The thing is, the food warrants the pretension, because it's all outstanding. Jackets are required for men, almost unheard of in this casual town, but the requirement is fitting for such European elegance in decor, table settings, ambiance and service. Who wouldn't dress in the company of a $3 million wine collection offering more than 44,000 bottles and 1,800 labels?
It's pretty much a truck stop, parked among industrial yards, massive warehouses and salvage dumps. But it's pretty, like a country farmhouse inside, and flowing with serve-yourself coffee, fountain drinks and good cheer. The food is the real deal, too, homemade and hearty (the charbroiled chili-size burger is tops, flooded with spicy chili, Cheddar cheese and onions; the meat loaf is like Mom's, served with mashed potatoes, gravy, corn and a dinner roll). Any of the breakfasts start the day with a smile, like the $4.25 specials (ham and green chile scramble, hash browns and toast on Tuesdays). Thanks to our handyman, we've got a fix on the best working fella's lunch in town.
The place is tiny (order through a cutout in the wall), yet the menu is massive, almost galactic. More than 50 toppings. More than three dozen pizza combinations. More than two dozen subs, plus calzones, salads and appetizers. All with an otherworldly theme. Check out the names of the dishes: pulsar, axiom, quark, Apollo 13, full moon, alien, Sputnik. It's almost as much fun ordering as it is eating. No surprise, Cosmic caters to the ASU crowd, staying open until midnight on weekends with $1 delivery.
The moon isn't made out of green cheese. Here, it's a pie topped with breadcrumbs, prosciutto, garlic, Romano and basil.
Places like Jack in the Box or Denny's are quick fixes, but we can never respect ourselves in the morning. We rub our blurry eyes the next day, see that crumpled sourdough Jack wrapper by the side of the bed, and dread sets in -- what have we done?

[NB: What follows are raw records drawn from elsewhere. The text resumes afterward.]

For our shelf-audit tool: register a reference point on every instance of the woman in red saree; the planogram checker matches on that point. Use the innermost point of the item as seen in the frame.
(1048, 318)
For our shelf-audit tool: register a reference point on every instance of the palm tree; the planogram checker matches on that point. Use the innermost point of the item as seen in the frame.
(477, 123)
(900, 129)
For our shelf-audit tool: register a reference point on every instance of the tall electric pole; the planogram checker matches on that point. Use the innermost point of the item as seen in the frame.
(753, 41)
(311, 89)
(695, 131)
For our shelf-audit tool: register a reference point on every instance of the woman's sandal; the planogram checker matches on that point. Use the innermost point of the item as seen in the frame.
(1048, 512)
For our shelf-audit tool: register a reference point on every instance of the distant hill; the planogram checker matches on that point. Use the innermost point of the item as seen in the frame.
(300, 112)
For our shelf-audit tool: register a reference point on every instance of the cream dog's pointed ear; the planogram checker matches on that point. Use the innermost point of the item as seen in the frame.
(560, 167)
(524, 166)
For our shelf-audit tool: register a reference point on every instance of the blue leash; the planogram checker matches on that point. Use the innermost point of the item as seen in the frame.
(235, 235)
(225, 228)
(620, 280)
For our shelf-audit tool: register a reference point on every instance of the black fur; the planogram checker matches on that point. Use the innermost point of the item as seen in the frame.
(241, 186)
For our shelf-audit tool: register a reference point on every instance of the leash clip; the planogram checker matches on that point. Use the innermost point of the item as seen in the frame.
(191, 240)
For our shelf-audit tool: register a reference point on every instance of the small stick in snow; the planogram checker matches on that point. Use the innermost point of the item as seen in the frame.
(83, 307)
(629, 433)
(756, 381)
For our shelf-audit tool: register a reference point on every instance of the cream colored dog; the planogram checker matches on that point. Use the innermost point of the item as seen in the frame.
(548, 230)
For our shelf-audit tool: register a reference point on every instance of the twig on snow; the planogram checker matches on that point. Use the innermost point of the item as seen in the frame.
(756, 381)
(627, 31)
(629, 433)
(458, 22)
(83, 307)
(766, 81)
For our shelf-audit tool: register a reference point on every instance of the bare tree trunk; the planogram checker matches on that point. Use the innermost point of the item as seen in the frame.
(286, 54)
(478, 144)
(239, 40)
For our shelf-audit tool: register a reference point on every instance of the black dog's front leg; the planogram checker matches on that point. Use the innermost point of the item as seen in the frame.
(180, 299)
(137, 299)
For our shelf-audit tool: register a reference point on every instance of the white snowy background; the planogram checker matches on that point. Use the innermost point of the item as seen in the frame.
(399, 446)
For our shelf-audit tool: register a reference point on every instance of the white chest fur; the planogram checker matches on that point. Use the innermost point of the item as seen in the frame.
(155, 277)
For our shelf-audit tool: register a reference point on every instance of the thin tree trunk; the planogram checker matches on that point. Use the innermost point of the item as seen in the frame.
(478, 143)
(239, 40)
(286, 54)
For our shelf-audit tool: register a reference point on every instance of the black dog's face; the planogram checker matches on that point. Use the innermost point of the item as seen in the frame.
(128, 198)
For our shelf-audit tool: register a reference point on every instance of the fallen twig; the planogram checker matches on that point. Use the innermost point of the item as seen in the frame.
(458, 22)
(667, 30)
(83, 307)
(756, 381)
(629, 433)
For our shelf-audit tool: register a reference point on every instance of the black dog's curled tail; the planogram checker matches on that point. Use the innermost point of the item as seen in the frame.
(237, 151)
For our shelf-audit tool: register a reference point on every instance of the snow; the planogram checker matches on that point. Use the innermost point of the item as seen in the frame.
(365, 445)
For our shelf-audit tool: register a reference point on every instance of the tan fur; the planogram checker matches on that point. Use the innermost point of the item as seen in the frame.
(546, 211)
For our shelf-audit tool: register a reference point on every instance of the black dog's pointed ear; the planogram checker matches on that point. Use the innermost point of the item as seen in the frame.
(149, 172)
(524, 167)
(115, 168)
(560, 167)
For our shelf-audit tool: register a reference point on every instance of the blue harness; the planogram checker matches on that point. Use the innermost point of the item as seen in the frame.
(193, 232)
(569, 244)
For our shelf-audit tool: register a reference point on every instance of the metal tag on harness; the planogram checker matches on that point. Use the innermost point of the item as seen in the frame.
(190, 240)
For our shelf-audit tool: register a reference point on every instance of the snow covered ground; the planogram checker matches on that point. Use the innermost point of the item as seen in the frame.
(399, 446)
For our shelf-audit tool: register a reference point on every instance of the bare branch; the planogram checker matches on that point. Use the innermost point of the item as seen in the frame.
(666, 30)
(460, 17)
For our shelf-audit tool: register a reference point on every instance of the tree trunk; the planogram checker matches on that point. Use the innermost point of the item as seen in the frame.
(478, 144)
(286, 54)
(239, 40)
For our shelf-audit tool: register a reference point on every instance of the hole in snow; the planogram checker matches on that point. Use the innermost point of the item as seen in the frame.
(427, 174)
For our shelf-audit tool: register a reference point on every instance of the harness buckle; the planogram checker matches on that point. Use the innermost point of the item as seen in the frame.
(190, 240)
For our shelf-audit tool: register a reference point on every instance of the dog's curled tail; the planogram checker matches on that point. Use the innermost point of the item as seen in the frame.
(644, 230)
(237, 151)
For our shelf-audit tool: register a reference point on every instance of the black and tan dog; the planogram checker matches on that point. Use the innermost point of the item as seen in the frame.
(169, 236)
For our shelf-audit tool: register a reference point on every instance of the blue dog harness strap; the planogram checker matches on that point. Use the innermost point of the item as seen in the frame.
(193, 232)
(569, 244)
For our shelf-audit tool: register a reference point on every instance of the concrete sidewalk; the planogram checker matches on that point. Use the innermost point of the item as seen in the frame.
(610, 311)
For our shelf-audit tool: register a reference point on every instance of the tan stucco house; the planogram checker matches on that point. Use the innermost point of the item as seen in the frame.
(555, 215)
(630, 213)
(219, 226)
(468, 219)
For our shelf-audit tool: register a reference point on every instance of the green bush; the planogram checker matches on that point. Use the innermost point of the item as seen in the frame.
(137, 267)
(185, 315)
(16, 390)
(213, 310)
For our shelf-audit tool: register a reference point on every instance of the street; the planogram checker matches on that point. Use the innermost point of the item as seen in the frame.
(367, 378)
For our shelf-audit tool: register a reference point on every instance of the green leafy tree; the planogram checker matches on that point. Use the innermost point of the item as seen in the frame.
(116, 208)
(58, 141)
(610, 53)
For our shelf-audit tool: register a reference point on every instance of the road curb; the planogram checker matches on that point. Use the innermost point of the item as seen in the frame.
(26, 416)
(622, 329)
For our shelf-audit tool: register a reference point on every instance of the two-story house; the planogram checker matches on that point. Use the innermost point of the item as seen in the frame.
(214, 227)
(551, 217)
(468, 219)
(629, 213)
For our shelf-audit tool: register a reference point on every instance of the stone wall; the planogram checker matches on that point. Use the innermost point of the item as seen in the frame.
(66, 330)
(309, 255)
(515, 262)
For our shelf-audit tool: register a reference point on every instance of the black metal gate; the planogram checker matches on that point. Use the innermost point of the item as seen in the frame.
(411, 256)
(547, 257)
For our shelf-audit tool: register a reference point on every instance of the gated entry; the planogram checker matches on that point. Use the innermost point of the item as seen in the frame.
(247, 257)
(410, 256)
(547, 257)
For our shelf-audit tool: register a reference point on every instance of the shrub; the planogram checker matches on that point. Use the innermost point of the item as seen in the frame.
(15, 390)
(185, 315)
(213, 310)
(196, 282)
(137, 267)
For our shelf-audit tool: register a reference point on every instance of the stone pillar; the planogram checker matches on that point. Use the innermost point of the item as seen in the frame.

So now, we head over to Mickey's Hangover, a fun dive bar that serves its full menu until 2 a.m. on weeknights, 3 a.m. on weekends. It's trailer-trash food, but well-prepared trash, like Santa Fe rolls of four fat taquitos stuffed with chicken and chiles in a thin, potent jalapeño sauce. Or "Jesus on the Mountain," mounding hefty shavings of ham with crisp bacon, melted Cheddar, two fried eggs and potato chunks on a bun. Or Mickey's Monster, an enormous pizza piled with every topping offered in this universe. And miniature hot dogs are cute, tucked in little-bitty buns, topped with Cheddar and chile, with a tiny bottle of Tabasco served alongside.
Hey, it's not high cuisine. But at least we won't be ashamed when we awake.
Which is why we have Western Pizza on our speed dial. The kind folks here keep the kitchen open until 1 a.m. on weeknights, and until 3 a.m. on weekends. They even deliver (from 32nd to 68th streets and Thomas to Camelback roads)!
Western Pizza serves up victuals so good, we could eat them 'round the clock. One pie, actually, keeps us full for at least two days. The 18-inch large is almost three inches thick and weighs almost 20 pounds, loaded to the gills with toppings like the Western Round-Up -- mushrooms, pepperoni, salami, ham, peppers and onions under buckets of mozzarella. And there's plenty of other delish dishes from which to choose: souvlaki on a stick (savory pork in Greek herbs), fries and gravy, a half-dozen types of wings, spicy barbecued ribs, a flurry of filling salads and funky desserts (bowl of cookie, puffed wheat cake and such). Now, is it time for breakfast yet?